There is one kind of consciousness which we may never be able to directly measure. And that is the subjective feeling of being alive, of being “me”, and experiencing a self. It is entirely private. Daniel Dennett suggests that these subjective feelings, which are referred to as “qualia”, are ineffable: they cannot be communicated, or apprehended by any other means than one’s own direct experience.

This would imply that the deepest and most personal form of consciousness is something that we will never be able to fully understand; it is forever inaccessible to objective observation.

On the other hand, the fact that I can write these words and that you can (hopefully) understand them means that we probably have similar sensations in terms of private consciousness. The vast literature on personal consciousness experience implies a shared experience. But of course it is shared: human brains are very similar to each other (my brain is more similar to your brain than it is to a galaxy, or a tree, or the brain of a chicken or the brain of a chimp). The aggregate of all reports of this inaccessible subjective state constitutes a kind of objective truth – indirect and fuzzy, sure – but nonetheless a source for scientific study.

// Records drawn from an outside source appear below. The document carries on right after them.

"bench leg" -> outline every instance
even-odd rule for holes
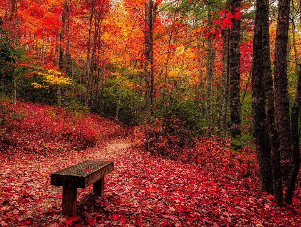
[[[69,216],[76,216],[76,200],[77,189],[63,187],[63,207],[62,213]]]
[[[93,184],[93,192],[98,196],[104,197],[104,178],[98,181]]]

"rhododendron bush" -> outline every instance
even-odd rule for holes
[[[0,139],[7,150],[43,153],[85,149],[125,131],[117,123],[96,114],[25,102],[3,101],[1,105]]]

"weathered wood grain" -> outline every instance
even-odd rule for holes
[[[93,184],[93,192],[98,196],[104,197],[104,178],[101,178]]]
[[[90,169],[91,171],[87,172]],[[50,184],[84,188],[114,170],[111,161],[87,161],[51,174]]]
[[[112,161],[87,160],[51,173],[50,184],[63,186],[63,214],[76,215],[77,188],[93,184],[93,192],[103,197],[104,177],[113,170]]]
[[[76,188],[63,187],[63,214],[76,216],[77,193]]]

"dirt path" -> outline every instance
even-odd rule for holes
[[[61,188],[50,185],[50,173],[88,159],[114,161],[104,198],[91,186],[79,190],[77,218],[62,216]],[[240,170],[228,172],[226,163],[219,170],[214,161],[201,168],[152,156],[124,138],[82,151],[16,157],[0,167],[0,226],[275,226],[280,216],[284,225],[299,224],[299,202],[290,210],[275,208],[249,180],[235,178]]]

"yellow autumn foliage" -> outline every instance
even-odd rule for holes
[[[62,76],[61,72],[53,69],[48,70],[48,74],[38,72],[37,74],[44,77],[42,82],[46,84],[41,84],[35,83],[30,84],[36,88],[48,88],[52,86],[69,84],[72,80],[71,78]]]

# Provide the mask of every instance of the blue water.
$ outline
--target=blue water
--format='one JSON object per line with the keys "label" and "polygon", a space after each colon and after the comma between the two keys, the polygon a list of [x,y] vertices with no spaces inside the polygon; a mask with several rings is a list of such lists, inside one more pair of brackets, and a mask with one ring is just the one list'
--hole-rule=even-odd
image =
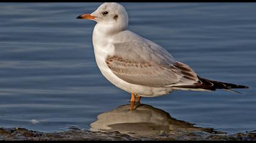
{"label": "blue water", "polygon": [[[100,3],[0,4],[0,127],[88,129],[127,104],[94,61],[95,22],[76,19]],[[121,3],[129,29],[153,41],[201,77],[246,85],[243,95],[174,91],[142,102],[177,119],[228,133],[256,129],[256,4]],[[34,122],[33,121],[39,122]]]}

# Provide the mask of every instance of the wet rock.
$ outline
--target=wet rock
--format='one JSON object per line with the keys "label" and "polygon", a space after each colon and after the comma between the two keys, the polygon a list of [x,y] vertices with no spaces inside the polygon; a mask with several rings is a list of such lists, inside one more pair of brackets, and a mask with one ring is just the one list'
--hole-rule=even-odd
{"label": "wet rock", "polygon": [[[135,133],[136,134],[136,133]],[[210,141],[255,141],[255,133],[240,133],[233,135],[212,134],[201,131],[160,131],[150,137],[134,137],[119,131],[91,131],[77,128],[58,133],[43,133],[22,128],[0,128],[0,141],[106,141],[106,140],[210,140]]]}

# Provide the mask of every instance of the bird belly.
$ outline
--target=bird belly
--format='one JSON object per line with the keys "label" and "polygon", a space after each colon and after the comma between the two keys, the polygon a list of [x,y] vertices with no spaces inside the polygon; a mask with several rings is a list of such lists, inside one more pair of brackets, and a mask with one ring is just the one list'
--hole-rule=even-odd
{"label": "bird belly", "polygon": [[134,93],[144,97],[155,97],[168,94],[172,91],[171,87],[152,87],[129,83],[116,76],[107,66],[105,60],[108,55],[111,55],[112,49],[108,50],[97,48],[94,46],[95,59],[97,65],[103,75],[112,84],[129,93]]}

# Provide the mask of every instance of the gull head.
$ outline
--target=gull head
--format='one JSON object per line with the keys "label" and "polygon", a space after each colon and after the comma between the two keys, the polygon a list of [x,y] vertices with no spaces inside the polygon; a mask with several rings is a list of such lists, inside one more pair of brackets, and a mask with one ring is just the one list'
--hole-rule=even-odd
{"label": "gull head", "polygon": [[97,24],[115,27],[118,30],[126,30],[128,26],[128,15],[126,9],[116,2],[105,2],[91,14],[81,15],[77,19],[85,19],[97,22]]}

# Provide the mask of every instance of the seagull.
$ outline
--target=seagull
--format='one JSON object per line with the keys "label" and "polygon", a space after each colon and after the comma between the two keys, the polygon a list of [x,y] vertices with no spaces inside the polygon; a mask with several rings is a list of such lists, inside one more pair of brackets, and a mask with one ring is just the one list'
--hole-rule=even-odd
{"label": "seagull", "polygon": [[141,97],[156,97],[177,90],[249,88],[201,78],[160,45],[128,30],[128,15],[119,4],[103,3],[92,13],[77,18],[96,22],[92,38],[96,62],[107,79],[131,93],[130,110],[134,110],[135,96],[140,103]]}

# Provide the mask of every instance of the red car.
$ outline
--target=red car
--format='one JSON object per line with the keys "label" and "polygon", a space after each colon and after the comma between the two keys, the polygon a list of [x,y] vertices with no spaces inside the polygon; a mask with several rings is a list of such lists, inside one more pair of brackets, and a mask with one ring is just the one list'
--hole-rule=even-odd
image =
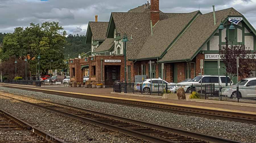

So I’d like to offer a possible scenario that could unfold over the next several decades. What if brain scientists continue to map out more and more states of mind, gathering more accurate and precise signatures of conscious thoughts. As more scientific data and theories accumulate to explain the measurable effects of consciousness in the brain, we may begin to relegate the most private inexpressible aspects of qualia to an increasingly-smaller status. Neuroscience will enable more precise language to describe subtle private experiences that we have all experienced but may not have had a clear way to express. Science will nibble away at the edges.

An evolved illusion

And here’s an idea that I find hard to internalize, but am beginning to believe:

It’s all an illusion.

…because self is an illusion; a theatre concocted by the evolving brain to help animals become more effective at surviving in the world; to improve their ability to participate in biosemiosis. Throughout evolution, the boundary between an organism’s body and the rest of the world has complexified out of necessity as other organisms complexify themselves – this includes social structures and extended phenotypes. Also, the more autonomous the organisms of an evolving species become, the more self is needed to drive that autonomy.

The idea that we are living in an illusion is gaining ground, as explored in an article called: “The Evolutionary Argument Against Reality“.

Feelings are created by the body/brain as it interacts with the world, with thoughts generated in the brain, and with chemicals that ebb and flow in our bodies. The feeling of consciousness might be just that: a feeling – a sensation – like so many other sensations. Perhaps it was invented by the evolving brain to make it more of a personal matter. The problem is: being so personal is what makes it so difficult to relegate to the status of mere illusion.